Scrape Product Data from Target.com (Title, Price, Availability) with Python + ProxiesAPI

Target product pages are a classic e-commerce scraping target:

  • price monitoring (competitive intel)
  • availability tracking (in-stock/out-of-stock)
  • catalog enrichment (titles, brand, bullets)

In this tutorial we’ll build a production-minded Target.com PDP scraper in Python that extracts:

  • product title
  • current price (including sale price when present)
  • availability / stock messaging
  • canonical URL
  • TCIN (Target Catalog Item Number) when available

We’ll also add:

  • timeouts + retries + backoff
  • defensive parsing (no single “magic selector”)
  • export to JSON and CSV
  • a network layer that is easy to route through ProxiesAPI

Target product page (we’ll scrape title, price, and availability)

Scale Target scraping reliably with ProxiesAPI

Retail sites often rate-limit, geo-fence, or vary markup.

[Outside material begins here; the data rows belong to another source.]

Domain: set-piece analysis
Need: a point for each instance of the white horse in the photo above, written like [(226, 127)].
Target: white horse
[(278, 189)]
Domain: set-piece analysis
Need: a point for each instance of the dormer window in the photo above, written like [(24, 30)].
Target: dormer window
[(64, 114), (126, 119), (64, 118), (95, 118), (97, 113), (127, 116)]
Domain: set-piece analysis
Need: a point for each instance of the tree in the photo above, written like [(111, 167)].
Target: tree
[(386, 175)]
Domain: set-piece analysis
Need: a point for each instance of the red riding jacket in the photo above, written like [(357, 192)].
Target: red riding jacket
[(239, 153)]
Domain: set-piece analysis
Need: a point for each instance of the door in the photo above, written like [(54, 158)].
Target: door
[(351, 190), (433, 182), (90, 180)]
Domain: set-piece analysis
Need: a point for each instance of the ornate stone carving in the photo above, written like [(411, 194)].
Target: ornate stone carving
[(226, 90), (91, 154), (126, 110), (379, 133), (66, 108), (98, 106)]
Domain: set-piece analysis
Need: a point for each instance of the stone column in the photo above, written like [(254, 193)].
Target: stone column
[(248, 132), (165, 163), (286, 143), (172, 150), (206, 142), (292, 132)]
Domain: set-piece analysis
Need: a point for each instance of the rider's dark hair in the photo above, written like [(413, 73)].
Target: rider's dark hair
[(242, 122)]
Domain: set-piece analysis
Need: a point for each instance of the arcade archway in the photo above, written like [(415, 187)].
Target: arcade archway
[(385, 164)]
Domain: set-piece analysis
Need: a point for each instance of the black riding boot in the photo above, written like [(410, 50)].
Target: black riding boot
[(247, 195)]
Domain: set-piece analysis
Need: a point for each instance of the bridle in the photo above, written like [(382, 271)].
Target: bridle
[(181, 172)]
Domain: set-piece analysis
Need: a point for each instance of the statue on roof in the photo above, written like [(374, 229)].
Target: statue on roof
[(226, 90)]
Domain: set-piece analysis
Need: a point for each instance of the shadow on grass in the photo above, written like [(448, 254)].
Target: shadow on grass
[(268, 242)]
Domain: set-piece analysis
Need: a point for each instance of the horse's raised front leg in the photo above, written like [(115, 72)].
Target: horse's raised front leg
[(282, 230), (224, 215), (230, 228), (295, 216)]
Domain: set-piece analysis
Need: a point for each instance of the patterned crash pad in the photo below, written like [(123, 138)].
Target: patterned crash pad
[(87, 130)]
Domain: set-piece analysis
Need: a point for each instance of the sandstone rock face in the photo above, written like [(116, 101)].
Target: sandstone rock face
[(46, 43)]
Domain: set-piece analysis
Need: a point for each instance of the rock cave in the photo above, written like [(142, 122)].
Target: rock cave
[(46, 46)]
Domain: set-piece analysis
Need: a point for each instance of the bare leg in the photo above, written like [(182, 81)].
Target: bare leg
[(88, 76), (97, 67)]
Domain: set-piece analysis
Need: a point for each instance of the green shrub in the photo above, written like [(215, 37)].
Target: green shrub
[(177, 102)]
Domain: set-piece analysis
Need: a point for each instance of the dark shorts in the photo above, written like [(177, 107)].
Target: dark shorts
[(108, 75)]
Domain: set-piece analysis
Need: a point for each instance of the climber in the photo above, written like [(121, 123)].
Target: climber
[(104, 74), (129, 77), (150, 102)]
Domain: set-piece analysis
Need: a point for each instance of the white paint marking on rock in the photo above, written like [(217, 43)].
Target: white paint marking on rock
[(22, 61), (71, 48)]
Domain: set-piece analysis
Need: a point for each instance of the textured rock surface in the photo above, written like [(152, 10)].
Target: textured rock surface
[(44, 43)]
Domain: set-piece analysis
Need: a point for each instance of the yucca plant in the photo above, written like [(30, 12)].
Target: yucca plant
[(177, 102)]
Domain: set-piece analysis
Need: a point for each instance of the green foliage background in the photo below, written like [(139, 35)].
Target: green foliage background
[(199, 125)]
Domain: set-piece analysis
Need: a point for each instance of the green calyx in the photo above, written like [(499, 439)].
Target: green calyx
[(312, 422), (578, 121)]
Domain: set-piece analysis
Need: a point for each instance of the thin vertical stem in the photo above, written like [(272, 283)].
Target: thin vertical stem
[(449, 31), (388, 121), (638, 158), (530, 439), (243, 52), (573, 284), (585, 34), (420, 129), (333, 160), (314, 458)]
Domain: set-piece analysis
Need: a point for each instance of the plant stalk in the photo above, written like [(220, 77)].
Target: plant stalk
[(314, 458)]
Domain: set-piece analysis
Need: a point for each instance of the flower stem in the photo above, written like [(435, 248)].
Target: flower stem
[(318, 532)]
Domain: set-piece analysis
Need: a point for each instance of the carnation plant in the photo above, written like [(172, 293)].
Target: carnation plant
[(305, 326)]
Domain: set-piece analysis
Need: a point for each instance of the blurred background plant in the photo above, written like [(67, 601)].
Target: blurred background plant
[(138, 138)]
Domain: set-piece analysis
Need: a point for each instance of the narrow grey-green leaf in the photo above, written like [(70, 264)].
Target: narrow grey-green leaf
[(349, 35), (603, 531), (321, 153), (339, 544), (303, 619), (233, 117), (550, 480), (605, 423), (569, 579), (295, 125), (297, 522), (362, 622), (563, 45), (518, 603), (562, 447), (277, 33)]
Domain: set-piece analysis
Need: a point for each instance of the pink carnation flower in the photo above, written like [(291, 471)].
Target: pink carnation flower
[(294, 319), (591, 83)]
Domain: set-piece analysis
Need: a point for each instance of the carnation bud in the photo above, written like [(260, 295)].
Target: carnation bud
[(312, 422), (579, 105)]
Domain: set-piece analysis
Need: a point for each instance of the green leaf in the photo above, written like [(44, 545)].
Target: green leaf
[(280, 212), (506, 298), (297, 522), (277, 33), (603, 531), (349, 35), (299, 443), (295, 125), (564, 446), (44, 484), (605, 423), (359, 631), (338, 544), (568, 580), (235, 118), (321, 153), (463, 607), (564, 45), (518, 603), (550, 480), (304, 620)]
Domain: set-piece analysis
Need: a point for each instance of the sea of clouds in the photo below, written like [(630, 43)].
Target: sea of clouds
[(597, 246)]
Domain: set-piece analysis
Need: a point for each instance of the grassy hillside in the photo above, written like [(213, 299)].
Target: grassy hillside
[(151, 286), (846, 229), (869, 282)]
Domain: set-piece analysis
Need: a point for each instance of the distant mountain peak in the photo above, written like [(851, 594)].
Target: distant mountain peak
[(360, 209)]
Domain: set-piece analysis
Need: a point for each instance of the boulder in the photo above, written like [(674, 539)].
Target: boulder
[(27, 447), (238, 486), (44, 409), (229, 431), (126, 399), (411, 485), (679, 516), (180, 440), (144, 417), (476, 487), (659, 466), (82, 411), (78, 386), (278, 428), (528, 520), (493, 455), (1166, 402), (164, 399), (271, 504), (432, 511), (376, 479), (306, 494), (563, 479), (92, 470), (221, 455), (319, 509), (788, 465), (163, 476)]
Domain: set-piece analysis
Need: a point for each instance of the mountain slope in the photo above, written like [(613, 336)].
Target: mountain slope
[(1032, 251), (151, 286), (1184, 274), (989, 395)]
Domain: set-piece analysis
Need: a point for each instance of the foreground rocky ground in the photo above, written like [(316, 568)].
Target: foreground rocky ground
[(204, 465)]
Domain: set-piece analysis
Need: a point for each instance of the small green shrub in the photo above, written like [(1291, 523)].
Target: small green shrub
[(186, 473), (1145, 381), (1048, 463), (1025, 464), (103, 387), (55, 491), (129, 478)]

ProxiesAPI helps keep your fetch layer stable so your parser sees consistent HTML when you scale beyond a handful of pages.


Important notes (read before you scrape)

  • Terms & policies: Review Target’s terms and robots.txt. This guide is for educational use.
  • Volatility: Retail HTML changes. We’ll parse using multiple signals (meta tags + JSON-LD + visible text) rather than one brittle selector.
  • Be kind: Add delays, cache responses, and avoid hammering product pages.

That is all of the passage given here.